In a lengthy letter to House Speaker Dennis Hastert and Senate Majority Leader Trent Lott, President Clinton Monday said Congress must grant normal trade relations with China or lose out on an agreement that essentially calls for one-way trade reform. The United States gave up nothing in the agreement, said Clinton, but China agreed to "comprehensive market-opening concessions."

Clinton vowed to make NTR with China "a top priority" in the congressional session that opened Monday. To accomplish that will "draw China into a system of international rules and thereby encourage the Chinese to choose reform at home and integration with the world," he said.

"China has agreed to grant the United States significant new access to its market, while we have agreed simply to maintain the market access policies we already apply to China by granting it permanent NTR. China's commitments are enforceable in the World Trade Organization (with China as a member) and include specially negotiated rules. In the event of a violation, the U.S. will have the right to trade retaliation against China," he argued.

He also reiterated the Chinese concessions: farmers, workers and businesses will benefit, Clinton said.
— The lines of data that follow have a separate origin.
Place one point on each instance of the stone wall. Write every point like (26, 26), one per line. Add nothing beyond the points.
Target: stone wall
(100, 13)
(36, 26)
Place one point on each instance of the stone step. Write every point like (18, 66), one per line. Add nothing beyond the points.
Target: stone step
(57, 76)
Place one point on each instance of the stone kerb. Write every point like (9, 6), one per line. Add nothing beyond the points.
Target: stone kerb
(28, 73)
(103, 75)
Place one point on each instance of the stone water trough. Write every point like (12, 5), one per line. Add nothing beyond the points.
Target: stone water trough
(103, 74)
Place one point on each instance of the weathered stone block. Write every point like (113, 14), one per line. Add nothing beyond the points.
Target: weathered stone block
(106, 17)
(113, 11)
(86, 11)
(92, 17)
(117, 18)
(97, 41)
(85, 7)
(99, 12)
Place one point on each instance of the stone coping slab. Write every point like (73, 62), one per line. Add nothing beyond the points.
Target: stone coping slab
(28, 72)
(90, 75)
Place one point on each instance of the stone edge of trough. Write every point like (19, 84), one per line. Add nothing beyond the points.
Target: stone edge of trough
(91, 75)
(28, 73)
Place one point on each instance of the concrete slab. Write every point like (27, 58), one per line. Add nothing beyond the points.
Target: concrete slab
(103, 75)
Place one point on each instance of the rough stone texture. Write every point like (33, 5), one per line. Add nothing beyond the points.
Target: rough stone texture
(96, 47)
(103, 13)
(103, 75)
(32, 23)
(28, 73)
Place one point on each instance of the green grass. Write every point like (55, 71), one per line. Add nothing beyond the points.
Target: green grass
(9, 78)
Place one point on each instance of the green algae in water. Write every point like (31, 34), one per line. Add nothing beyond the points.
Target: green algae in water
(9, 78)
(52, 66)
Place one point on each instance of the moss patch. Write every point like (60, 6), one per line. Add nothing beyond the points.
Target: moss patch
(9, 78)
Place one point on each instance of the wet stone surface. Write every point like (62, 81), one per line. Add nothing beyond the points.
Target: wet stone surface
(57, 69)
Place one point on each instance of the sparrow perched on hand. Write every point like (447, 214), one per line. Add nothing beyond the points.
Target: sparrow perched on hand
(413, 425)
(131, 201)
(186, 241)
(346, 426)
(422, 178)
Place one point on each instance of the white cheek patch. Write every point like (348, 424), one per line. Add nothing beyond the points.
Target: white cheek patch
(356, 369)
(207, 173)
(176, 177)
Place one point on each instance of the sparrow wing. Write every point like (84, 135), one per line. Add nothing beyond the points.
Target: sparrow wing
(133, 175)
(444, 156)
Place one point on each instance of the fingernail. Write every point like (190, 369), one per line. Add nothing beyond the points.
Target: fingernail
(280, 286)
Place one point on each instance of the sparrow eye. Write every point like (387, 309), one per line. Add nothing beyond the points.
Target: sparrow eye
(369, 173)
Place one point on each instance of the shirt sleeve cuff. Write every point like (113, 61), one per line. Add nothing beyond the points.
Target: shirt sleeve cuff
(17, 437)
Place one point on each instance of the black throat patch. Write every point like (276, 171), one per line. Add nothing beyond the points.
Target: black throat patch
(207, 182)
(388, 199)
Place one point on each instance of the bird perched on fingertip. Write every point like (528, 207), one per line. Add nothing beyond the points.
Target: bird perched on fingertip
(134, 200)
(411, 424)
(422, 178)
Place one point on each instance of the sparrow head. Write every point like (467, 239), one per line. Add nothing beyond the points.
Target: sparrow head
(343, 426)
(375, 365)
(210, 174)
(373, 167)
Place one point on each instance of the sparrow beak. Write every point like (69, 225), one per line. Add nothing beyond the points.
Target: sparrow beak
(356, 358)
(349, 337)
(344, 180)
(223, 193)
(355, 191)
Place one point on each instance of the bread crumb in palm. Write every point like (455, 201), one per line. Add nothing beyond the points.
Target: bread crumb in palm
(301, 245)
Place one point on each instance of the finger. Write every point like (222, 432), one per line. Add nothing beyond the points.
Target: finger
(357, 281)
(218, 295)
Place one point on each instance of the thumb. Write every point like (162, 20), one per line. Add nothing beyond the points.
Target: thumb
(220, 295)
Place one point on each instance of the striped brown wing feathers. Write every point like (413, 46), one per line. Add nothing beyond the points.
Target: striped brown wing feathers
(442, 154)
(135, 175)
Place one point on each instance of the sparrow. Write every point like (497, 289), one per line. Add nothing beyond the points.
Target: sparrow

On U.S. agricultural products, tariffs will decline from an average of 31% to 14% in January 2004; China will expand access for bulk agricultural products, permit private trade in these products and eliminate export subsidies, said Clinton.

"We will continue to protect our interests with firmness and candor," he continued. "But we must do so without isolating China from the global forces empowering its people to build a better future, for that would leave the Chinese people with less access to information, less contact with the democratic world, and more resistance from their government to outside influence and ideas." Only the most "rigid, anti-democratic elements in China" would benefit from that outcome, he added. "Let's not give them a victory by locking China out of the WTO."

The White House and big business will be pitted against labor leaders who fear a flood of Chinese imports will destroy U.S. jobs, REUTERS reports. Business groups will spend $10 million or more on the campaign in their biggest lobbying effort since the passage of the 1993 North American Free Trade Agreement, and labor groups plan their own campaign against the tract pact that could put Vice President Al Gore in a political bind, the article said.